【发布时间】:2022-01-14 03:53:58
【问题描述】:
我正在尝试填充两个表:
token:
word | df(the number of documents containing a word)
==========
"dog" | 5
"cat" | 2
"horse"| 1
token_count:
tokenid | docid| tf(the number of times a word occurs in a document)
====================
1 | 1 | 6
2 | 2 | 2
3 | 2 | 1
使用来自documents的数据:
id | title | body
=============================
1 | "dog" | "about dogs"
2 | "cats" | "about cats"
为此,我使用 ts_stat( 'select to_tsvector(''english'', body) from documents' ) 返回一个表格,其中包含该单词的文档频率以及该单词在整个列中出现的次数。虽然第二列正是我需要的 token 表,但第三列显示了整个列的文档频率。
word | ndoc | nentry
====================
dog | 5 | 6
cat | 2 | 2
horse| 1 | 1
此代码填充token 表并在 3 秒内完成一百个文档。
INSERT INTO token (word, document_frequency)
SELECT
word,
ndoc
FROM
ts_stat( 'select to_tsvector(''english'', body) from documents' );
我尝试在一个包含 15 个文档的较小数据集上运行以下代码,它可以工作,但是当我尝试在当前数据集(100 个文档)上运行它时,它永远不会停止运行。
WITH temp_data AS (
SELECT id ,
(ts_stat('select to_tsvector(''english'', body) from documents where id='||id)).*
FROM documents
)
INSERT INTO token_count (docid, tokenid, tf)
SELECT
id,
(SELECT id FROM token WHERE word = temp_data.word LIMIT 1),
nentry
FROM temp_data;
如何优化这个查询?
EXPLAIN ANALYZE 用于 15 个文档的数据集:
"Insert on token_count (cost=1023803.22..1938766428.23 rows=9100000 width=28) (actual time=59875.204..59875.206 rows=0 loops=1)"
" CTE temp_data"
" -> Result (cost=0.00..1023803.22 rows=9100000 width=44) (actual time=0.144..853.320 rows=42449 loops=1)"
" -> ProjectSet (cost=0.00..45553.23 rows=9100000 width=36) (actual time=0.142..809.366 rows=42449 loops=1)"
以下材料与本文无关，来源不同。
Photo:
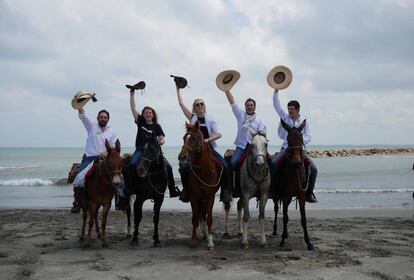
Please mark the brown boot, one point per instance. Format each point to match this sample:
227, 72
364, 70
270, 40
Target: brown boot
77, 194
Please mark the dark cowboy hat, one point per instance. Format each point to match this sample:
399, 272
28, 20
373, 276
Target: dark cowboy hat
180, 82
140, 85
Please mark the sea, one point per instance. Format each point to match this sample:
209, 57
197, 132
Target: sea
36, 178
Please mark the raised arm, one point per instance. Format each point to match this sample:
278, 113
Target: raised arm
132, 104
185, 110
276, 104
230, 97
85, 120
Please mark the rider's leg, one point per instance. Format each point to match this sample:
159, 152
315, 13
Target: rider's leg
184, 196
173, 189
233, 168
225, 191
310, 197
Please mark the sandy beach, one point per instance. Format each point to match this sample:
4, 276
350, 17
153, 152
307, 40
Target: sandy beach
349, 244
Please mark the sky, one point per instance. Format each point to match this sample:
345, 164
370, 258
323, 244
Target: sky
352, 64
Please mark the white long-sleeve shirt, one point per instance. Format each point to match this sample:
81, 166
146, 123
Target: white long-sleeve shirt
244, 135
306, 132
95, 142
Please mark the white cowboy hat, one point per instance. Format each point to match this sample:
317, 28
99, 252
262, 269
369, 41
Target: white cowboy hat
227, 79
279, 77
81, 98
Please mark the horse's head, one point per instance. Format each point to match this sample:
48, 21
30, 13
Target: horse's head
259, 148
114, 163
193, 143
295, 142
151, 153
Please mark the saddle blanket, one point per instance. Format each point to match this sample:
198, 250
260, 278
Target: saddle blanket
79, 181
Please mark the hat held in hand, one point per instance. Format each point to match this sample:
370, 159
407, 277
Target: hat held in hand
81, 98
180, 82
140, 85
279, 77
227, 79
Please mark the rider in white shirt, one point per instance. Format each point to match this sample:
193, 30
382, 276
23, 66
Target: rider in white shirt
294, 119
95, 148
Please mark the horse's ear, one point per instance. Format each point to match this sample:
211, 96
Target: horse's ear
108, 148
302, 125
118, 146
285, 125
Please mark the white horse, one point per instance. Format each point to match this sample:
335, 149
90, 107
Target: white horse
254, 182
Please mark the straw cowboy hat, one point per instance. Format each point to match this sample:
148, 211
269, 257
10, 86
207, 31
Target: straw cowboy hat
180, 82
227, 79
81, 98
279, 77
140, 85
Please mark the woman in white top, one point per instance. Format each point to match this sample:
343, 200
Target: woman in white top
210, 133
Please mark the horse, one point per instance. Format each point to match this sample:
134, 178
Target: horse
203, 180
293, 182
100, 188
254, 182
147, 181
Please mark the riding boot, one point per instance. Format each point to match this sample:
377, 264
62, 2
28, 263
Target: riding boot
225, 190
236, 183
173, 189
77, 194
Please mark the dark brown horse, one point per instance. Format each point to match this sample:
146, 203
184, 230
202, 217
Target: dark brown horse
203, 180
292, 182
100, 188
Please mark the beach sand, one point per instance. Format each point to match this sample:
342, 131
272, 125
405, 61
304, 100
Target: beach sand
349, 244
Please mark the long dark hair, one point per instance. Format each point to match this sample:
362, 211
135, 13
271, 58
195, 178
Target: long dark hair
154, 118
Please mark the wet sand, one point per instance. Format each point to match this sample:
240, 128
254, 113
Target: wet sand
349, 244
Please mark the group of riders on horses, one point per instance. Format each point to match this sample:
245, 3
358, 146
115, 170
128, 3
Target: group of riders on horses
248, 124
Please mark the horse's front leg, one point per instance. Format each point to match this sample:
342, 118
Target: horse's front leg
276, 210
262, 206
226, 218
156, 219
239, 215
303, 221
137, 219
285, 235
105, 212
246, 217
210, 204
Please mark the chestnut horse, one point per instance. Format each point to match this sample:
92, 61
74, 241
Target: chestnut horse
100, 188
203, 180
293, 181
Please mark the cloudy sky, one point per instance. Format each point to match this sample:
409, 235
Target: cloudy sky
352, 64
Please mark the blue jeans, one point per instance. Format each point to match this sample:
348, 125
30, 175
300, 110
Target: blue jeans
235, 158
314, 170
135, 157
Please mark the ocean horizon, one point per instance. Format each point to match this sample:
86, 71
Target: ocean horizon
36, 178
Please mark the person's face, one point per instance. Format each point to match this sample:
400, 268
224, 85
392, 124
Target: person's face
199, 106
249, 107
293, 112
148, 115
103, 119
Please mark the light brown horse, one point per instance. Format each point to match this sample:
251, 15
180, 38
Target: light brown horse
100, 188
203, 180
293, 181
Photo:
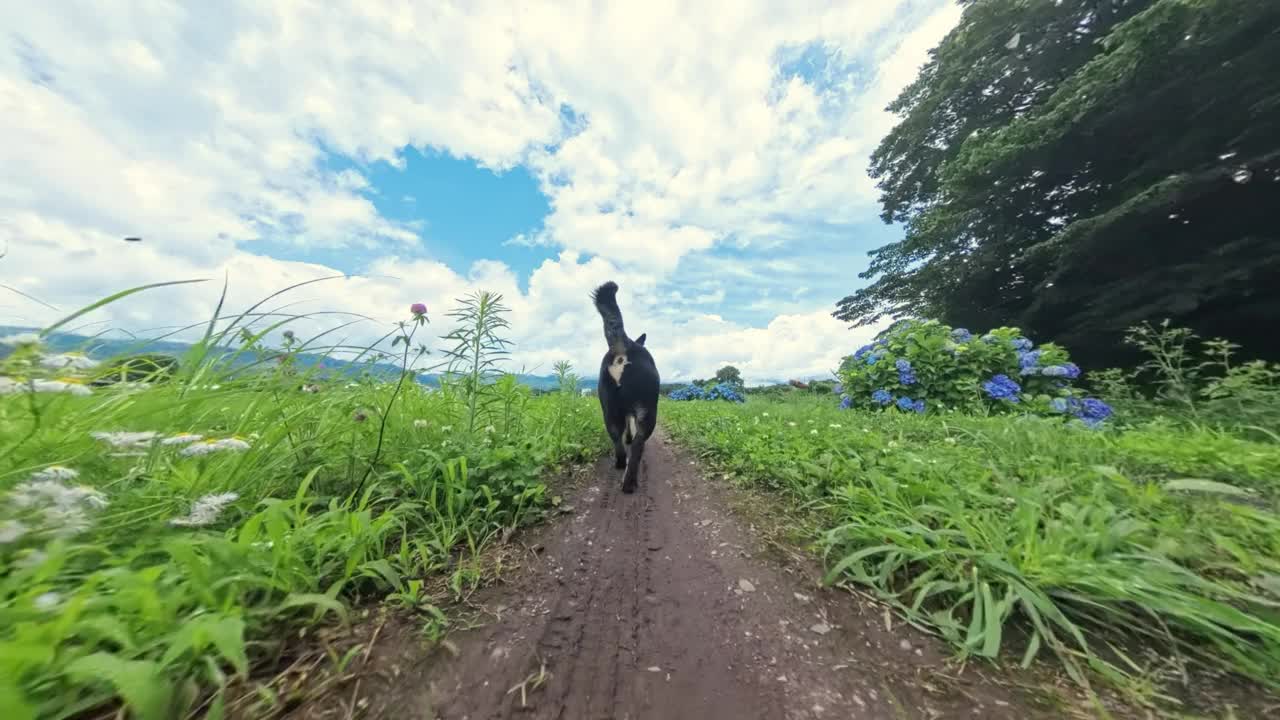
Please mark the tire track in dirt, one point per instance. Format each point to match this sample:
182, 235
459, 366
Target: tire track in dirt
659, 605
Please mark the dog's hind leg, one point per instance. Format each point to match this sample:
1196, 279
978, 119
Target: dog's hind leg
636, 455
620, 454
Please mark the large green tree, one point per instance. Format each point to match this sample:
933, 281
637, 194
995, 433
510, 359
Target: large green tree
1075, 167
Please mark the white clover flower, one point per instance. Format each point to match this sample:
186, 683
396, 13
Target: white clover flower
55, 473
182, 438
12, 531
63, 509
126, 438
68, 361
223, 445
205, 510
19, 340
64, 384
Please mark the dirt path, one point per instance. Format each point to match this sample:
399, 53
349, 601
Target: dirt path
662, 605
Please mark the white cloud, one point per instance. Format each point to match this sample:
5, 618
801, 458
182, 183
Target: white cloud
201, 130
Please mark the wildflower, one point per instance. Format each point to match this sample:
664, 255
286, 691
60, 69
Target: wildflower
19, 340
12, 531
1093, 409
55, 473
905, 374
205, 510
68, 361
205, 447
182, 438
1027, 363
69, 386
63, 509
1001, 387
126, 438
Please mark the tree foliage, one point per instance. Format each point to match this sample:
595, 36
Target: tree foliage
730, 374
1078, 167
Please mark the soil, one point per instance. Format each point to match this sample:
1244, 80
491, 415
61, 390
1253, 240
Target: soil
662, 605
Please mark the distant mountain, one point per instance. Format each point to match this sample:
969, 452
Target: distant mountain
104, 347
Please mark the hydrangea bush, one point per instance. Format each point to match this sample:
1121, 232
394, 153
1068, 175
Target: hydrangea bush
922, 365
718, 391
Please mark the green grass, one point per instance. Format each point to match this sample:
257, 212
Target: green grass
348, 495
1082, 542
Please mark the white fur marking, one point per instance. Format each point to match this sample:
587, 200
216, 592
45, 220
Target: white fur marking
617, 367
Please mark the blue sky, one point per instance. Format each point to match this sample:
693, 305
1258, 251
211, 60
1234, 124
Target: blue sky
711, 159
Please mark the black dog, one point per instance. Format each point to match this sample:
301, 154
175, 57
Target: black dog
627, 387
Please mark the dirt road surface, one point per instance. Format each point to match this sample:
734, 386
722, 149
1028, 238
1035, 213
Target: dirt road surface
662, 605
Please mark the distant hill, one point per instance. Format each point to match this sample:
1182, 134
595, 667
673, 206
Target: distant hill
103, 347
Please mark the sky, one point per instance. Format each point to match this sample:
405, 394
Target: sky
708, 156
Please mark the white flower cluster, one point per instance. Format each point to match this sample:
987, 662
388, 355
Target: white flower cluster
205, 510
60, 510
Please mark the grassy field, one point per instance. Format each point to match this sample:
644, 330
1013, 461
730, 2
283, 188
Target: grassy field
1087, 543
154, 538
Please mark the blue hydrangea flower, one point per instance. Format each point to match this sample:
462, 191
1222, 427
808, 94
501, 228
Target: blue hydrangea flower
1093, 409
905, 374
1001, 387
1027, 363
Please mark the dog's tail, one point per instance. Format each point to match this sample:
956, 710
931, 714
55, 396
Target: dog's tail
606, 299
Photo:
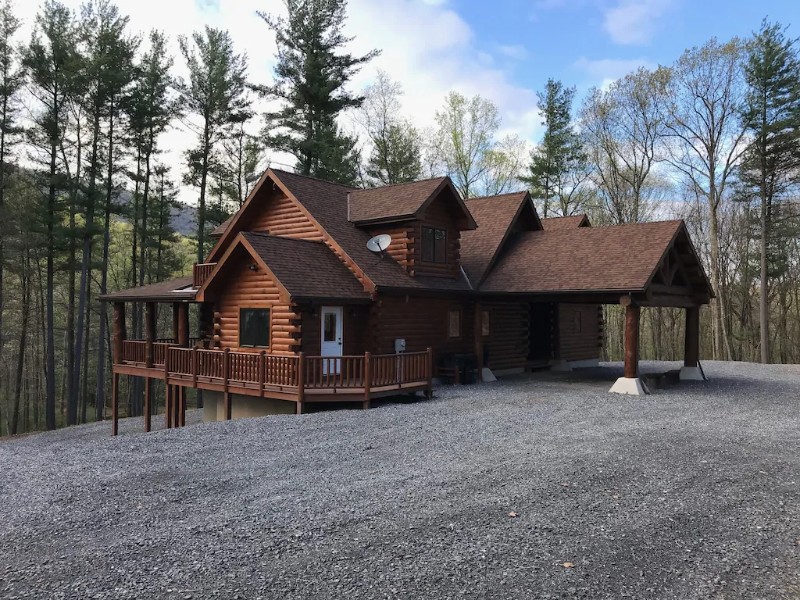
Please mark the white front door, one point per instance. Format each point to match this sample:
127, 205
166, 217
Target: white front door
331, 336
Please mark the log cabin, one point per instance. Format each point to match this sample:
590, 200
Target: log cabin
294, 308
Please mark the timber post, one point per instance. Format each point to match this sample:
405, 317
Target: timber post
119, 331
114, 402
301, 382
479, 340
183, 325
149, 333
367, 379
148, 398
226, 371
262, 372
632, 313
429, 391
691, 355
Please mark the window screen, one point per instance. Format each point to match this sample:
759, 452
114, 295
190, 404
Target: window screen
254, 327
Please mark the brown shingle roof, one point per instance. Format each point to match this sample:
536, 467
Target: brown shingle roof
398, 201
561, 223
618, 258
494, 216
173, 289
327, 203
306, 269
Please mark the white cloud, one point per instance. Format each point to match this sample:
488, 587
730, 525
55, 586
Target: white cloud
633, 22
603, 72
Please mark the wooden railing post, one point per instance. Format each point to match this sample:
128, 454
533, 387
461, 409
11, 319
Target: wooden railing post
301, 381
262, 372
195, 365
367, 379
429, 367
226, 395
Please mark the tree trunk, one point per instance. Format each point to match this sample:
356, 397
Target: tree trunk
86, 266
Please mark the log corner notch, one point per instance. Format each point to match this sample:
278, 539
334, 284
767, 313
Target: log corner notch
630, 383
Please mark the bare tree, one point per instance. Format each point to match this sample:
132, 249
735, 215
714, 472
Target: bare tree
706, 91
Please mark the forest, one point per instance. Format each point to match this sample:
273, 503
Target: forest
88, 200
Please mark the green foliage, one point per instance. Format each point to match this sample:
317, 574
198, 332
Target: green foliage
310, 78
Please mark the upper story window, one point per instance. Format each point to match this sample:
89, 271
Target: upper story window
434, 245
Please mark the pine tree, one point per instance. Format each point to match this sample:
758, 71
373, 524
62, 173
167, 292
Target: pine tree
560, 150
395, 156
52, 61
771, 162
11, 80
215, 95
311, 75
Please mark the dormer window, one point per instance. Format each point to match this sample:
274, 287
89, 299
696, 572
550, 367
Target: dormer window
434, 245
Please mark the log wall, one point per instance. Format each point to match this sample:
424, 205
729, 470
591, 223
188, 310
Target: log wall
580, 331
255, 289
506, 346
422, 322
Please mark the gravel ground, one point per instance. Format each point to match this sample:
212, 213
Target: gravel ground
533, 487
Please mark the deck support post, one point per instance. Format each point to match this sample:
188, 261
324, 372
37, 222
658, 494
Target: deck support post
226, 371
262, 372
479, 339
182, 337
114, 403
149, 332
301, 382
691, 358
429, 361
148, 402
367, 380
630, 383
119, 331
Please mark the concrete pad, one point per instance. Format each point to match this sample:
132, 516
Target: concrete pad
691, 374
487, 375
560, 366
631, 386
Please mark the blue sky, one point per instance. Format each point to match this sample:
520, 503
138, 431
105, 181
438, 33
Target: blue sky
504, 50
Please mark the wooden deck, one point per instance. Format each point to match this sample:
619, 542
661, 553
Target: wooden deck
294, 378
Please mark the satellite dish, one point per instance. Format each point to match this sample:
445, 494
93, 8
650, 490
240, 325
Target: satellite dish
379, 243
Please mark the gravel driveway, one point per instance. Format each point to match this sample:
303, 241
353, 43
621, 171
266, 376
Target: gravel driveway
533, 487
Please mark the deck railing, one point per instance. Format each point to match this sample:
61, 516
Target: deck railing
299, 372
200, 273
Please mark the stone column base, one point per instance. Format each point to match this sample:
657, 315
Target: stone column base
691, 374
632, 386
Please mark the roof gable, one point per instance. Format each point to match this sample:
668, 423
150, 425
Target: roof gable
302, 270
617, 258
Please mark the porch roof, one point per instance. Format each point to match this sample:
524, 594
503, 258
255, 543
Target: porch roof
172, 290
617, 259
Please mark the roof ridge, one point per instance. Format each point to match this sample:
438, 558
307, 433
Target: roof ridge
383, 187
282, 237
314, 178
496, 196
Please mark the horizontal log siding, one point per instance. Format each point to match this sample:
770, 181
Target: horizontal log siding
402, 248
440, 215
580, 331
255, 289
507, 342
282, 217
422, 322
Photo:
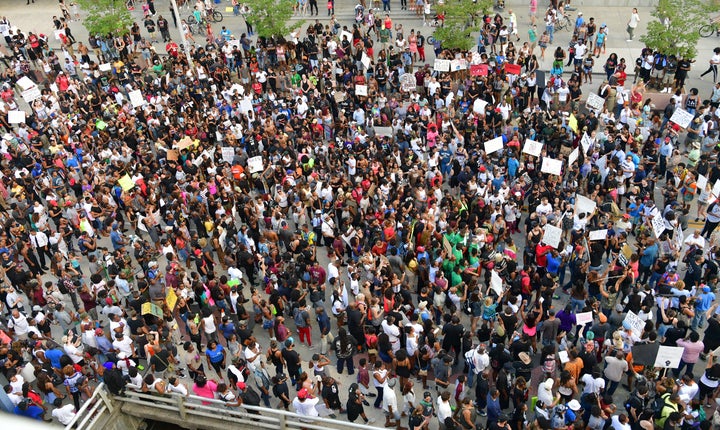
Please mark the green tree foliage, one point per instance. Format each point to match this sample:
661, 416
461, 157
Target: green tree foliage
106, 16
463, 20
272, 17
675, 27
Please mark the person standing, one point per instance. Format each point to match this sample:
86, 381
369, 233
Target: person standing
714, 61
632, 24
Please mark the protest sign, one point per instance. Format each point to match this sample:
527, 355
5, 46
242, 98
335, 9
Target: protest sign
441, 65
493, 145
669, 356
552, 235
682, 117
594, 101
598, 235
255, 164
551, 166
636, 324
532, 147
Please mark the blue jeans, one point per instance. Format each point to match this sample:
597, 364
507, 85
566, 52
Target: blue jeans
689, 369
342, 362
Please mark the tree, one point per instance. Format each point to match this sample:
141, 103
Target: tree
106, 16
271, 17
463, 18
674, 31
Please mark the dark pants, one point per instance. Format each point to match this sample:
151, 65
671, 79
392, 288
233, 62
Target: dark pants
378, 399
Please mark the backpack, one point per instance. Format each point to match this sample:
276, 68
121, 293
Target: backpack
659, 404
250, 397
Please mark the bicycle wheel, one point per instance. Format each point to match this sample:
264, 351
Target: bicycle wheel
706, 30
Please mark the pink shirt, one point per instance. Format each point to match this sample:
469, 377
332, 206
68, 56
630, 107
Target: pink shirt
208, 391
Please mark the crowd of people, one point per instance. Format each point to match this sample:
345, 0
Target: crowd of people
284, 211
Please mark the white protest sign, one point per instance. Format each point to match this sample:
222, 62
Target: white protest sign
551, 166
532, 147
16, 116
228, 153
658, 225
583, 318
441, 65
496, 282
255, 164
493, 145
682, 117
479, 106
596, 102
701, 183
31, 94
552, 235
584, 204
136, 98
598, 235
586, 142
636, 324
573, 156
669, 356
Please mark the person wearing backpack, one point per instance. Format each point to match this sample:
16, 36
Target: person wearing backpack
302, 322
636, 404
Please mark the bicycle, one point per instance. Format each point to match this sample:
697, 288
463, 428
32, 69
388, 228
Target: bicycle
708, 30
563, 23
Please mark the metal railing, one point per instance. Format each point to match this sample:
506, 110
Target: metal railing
188, 407
92, 410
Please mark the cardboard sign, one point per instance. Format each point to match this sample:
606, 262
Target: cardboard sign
479, 106
408, 83
493, 145
136, 98
551, 166
636, 324
126, 182
532, 147
478, 70
383, 131
701, 183
184, 143
513, 69
658, 224
171, 299
669, 356
583, 318
16, 116
572, 158
595, 102
152, 309
624, 256
598, 235
441, 65
496, 283
682, 117
255, 164
584, 204
31, 94
552, 235
228, 154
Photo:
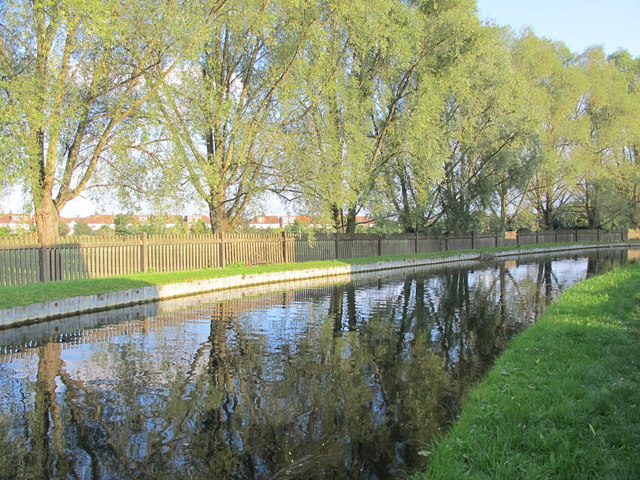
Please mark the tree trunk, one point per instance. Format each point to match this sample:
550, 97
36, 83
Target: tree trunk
219, 220
351, 221
337, 217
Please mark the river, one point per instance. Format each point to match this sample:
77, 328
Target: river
353, 380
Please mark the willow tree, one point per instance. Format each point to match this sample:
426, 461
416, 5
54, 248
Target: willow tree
226, 110
625, 178
607, 166
382, 52
73, 75
557, 87
486, 123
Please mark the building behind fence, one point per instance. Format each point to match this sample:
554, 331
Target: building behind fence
24, 261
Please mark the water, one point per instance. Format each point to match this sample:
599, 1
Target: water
345, 381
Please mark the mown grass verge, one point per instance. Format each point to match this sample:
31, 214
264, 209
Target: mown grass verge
563, 401
35, 293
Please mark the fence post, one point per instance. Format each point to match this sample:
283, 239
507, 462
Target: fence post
284, 247
45, 270
144, 266
223, 252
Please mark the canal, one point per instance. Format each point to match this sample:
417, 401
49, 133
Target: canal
353, 380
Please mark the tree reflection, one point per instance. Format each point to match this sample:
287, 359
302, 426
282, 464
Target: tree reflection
354, 385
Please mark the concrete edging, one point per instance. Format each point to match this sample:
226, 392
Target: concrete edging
72, 306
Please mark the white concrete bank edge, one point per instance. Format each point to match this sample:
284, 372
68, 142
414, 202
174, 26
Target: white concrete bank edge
36, 312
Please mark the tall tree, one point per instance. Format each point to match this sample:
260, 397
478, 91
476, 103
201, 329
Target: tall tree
608, 167
226, 110
557, 87
485, 123
73, 75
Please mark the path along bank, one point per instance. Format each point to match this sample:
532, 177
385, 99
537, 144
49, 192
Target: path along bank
563, 401
149, 292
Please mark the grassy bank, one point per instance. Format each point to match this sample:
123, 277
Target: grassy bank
28, 294
563, 401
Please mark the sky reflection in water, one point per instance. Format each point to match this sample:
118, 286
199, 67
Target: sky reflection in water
346, 381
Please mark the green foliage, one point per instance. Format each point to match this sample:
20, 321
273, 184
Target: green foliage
63, 229
82, 228
200, 227
123, 224
406, 110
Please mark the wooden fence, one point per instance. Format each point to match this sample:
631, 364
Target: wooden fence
23, 261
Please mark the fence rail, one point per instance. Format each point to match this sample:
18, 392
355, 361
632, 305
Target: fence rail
23, 261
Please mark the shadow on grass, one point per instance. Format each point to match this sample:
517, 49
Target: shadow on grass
562, 401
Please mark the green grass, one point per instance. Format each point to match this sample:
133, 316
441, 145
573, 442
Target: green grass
563, 401
34, 293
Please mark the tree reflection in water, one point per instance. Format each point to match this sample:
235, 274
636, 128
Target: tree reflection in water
349, 381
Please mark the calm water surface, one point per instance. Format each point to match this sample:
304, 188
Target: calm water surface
345, 381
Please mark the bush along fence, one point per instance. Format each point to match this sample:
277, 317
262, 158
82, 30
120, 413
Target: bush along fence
23, 261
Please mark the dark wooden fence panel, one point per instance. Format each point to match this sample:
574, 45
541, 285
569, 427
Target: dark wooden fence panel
313, 248
23, 261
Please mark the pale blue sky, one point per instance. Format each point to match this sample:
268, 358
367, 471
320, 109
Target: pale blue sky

" -> Seq Scan on wikitable (cost=0.00..19.10 rows=910 width=4) (actual time=0.010..0.029 rows=16 loops=1)"
" -> CTE Scan on temp_data (cost=0.00..1937742625.00 rows=9100000 width=28) (actual time=0.509..59652.279 rows=42449 loops=1)"
" SubPlan 2"
" -> Limit (cost=0.00..212.92 rows=1 width=4) (actual time=1.381..1.381 rows=1 loops=42449)"
" -> Seq Scan on token (cost=0.00..425.84 rows=2 width=4) (actual time=1.372..1.372 rows=1 loops=42449)"
" Filter: ((word)::text = temp_data.word)"
" Rows Removed by Filter: 10384"
"Planning Time: 0.202 ms"
"Execution Time: 59876.350 ms"
EXPLAIN ANALYZE 用于 30 个文档的数据集:
"Insert on token_count (cost=1023803.22..6625550803.23 rows=9100000 width=28) (actual time=189910.438..189910.439 rows=0 loops=1)"
" CTE temp_data"
" -> Result (cost=0.00..1023803.22 rows=9100000 width=44) (actual time=0.191..2018.758 rows=92168 loops=1)"
" -> ProjectSet (cost=0.00..45553.23 rows=9100000 width=36) (actual time=0.189..1919.726 rows=92168 loops=1)"
" -> Seq Scan on wikitable (cost=0.00..19.10 rows=910 width=4) (actual time=0.013..0.053 rows=31 loops=1)"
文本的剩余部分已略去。